這些貪官汙吏與賊子犯臣的府邸就成了變現的好材料。
宋蘊寧早聽聞原本將軍府要賣臨走前拜托風月兒留意著買下,回京以來還沒想過這個事,今日陪林文博看房,旋即想起來了。
風月兒辦事妥當,原將軍府邸傭人因抄家牽連全打了出去,現在府上又買了些小廝丫鬟給放著,就等宋蘊寧回來。
門口石獅子如常威嚴地踩著繡球,宋蘊寧遠遠一瞥見門口幹淨就知道事辦成了,她滿意地往前走,想著改日置辦謝禮送給百花樓。
人剛到門口,頭上的招牌‘將軍府’三個大字塗了金漆,刺眼無比。
“宋小姐?”站在門前守門的是新來的小廝,見宋蘊寧眼熟遲疑著叫了一句,他趕緊恭恭敬敬地迎主人進門。
微微點頭,宋蘊寧的眼睛從始至終放在頭頂的牌匾上,左看右看都不舒服。
她往後退了兩步好看清全貌,才踏進門檻的腳又退了回來,反手叉腰指著匾額:“將軍府?將軍都沒了還有什麼將軍府,趕緊找人做新的牌匾。
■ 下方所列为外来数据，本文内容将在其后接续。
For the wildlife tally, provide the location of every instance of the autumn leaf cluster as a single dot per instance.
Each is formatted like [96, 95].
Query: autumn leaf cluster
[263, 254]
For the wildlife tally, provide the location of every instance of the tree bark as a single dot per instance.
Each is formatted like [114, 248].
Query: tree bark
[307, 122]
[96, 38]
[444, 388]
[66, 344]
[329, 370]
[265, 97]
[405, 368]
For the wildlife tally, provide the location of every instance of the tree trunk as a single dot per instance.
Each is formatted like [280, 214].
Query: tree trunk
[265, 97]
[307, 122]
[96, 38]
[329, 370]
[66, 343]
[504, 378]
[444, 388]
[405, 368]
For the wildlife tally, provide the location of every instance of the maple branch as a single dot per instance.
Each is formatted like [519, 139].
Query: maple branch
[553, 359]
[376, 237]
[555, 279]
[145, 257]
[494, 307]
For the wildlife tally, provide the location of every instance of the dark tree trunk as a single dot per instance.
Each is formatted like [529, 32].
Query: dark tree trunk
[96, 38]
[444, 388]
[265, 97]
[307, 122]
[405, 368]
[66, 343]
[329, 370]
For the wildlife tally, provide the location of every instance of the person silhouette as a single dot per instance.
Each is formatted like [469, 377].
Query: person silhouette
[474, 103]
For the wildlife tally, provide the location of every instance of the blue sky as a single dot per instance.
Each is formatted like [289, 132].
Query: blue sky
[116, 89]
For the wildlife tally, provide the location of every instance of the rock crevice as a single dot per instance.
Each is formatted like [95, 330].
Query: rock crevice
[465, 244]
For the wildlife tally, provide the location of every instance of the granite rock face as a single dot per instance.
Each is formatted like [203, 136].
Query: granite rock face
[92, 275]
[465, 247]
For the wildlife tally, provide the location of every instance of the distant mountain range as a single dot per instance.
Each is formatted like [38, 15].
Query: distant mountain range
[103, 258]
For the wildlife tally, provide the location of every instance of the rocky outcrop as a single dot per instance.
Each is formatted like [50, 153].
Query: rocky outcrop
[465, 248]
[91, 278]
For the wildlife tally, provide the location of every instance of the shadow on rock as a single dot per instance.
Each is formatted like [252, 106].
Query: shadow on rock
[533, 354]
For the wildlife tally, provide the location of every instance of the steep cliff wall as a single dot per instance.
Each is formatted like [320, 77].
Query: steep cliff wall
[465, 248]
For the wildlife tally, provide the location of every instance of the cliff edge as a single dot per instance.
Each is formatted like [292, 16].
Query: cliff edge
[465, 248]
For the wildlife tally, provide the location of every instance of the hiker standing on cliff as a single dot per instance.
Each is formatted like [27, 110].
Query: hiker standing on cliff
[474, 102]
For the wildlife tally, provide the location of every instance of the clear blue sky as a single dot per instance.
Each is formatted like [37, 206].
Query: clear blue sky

”
小廝應了一聲就往外跑,跑沒兩步又覺著不對勁地回來,喘著粗氣問:“這……上頭寫什麼啊,小姐?”
“宋府。”宋蘊寧斬釘截鐵。
前世在這府邸裏的一切恥辱與過往都隨著舊牌匾落地破碎而徹底封存於世,有如過眼雲煙,前途是要走好腳下的每一步路。
府上家丁小廝熱熱鬧鬧換牌匾,搭著雲梯往上抬。宋府兩個字請了城中大家提筆,宋蘊寧抱著手臂在門口瞧。
“左,左。”
上去的小廝笨手笨腳地怕踩漏了腳下的梯子,始終掛不到正中,宋蘊寧急得在下頭指揮,“說了往左,是你的左手邊,不是我的。”
聽了大半天,小廝冷汗直往下流,手哆哆嗦嗦還是往右去了。
“嗨呀!”
逗得宋蘊寧捂嘴直笑,沒發覺身邊站了人。太醫神色有些緊張,試探地小聲叫了宋小姐,顯然對方沒有轉過頭就是沒聽見。
他深吸一口給自己壯壯膽,隨後大著膽子叫了一聲:“宋小姐。”
牌匾上的注意力讓近在咫尺的人這麼一嚇,宋蘊寧的心髒咚咚直跳,慌亂中看到了身邊神色緊張又略有點尷尬的太醫,他身穿太醫朝服很難不讓人認出來。
“太醫所為何事?”宋蘊寧平複心情,和顏悅色笑笑。
身前牌匾更換繼續進行,不過最開始上去的小廝已被嚇壞了膽,他不知世上還有恐高症一說,又將牌匾遞了下來。
或許是接下來的話難為情,太醫又對著宋蘊寧鞠躬,踟躕了好一陣方才說道:“宋小姐大病未能痊愈,下官以為您還是改回太醫院住下,養好身子再出來。”
一門心思就想把新牌匾安排換上的宋蘊寧不想回太醫院,那裏滿是宮中人士進進出出,沒個自由不說,還受人監管。
她急著指揮下人,擺手道:“多謝太醫您記掛,不過……”
從街對麵過來的是什麼人?宋蘊寧話說一半就看見又有好幾個太醫跟了過來,不止有太醫,還有太醫院裏貼身伺候的宮女。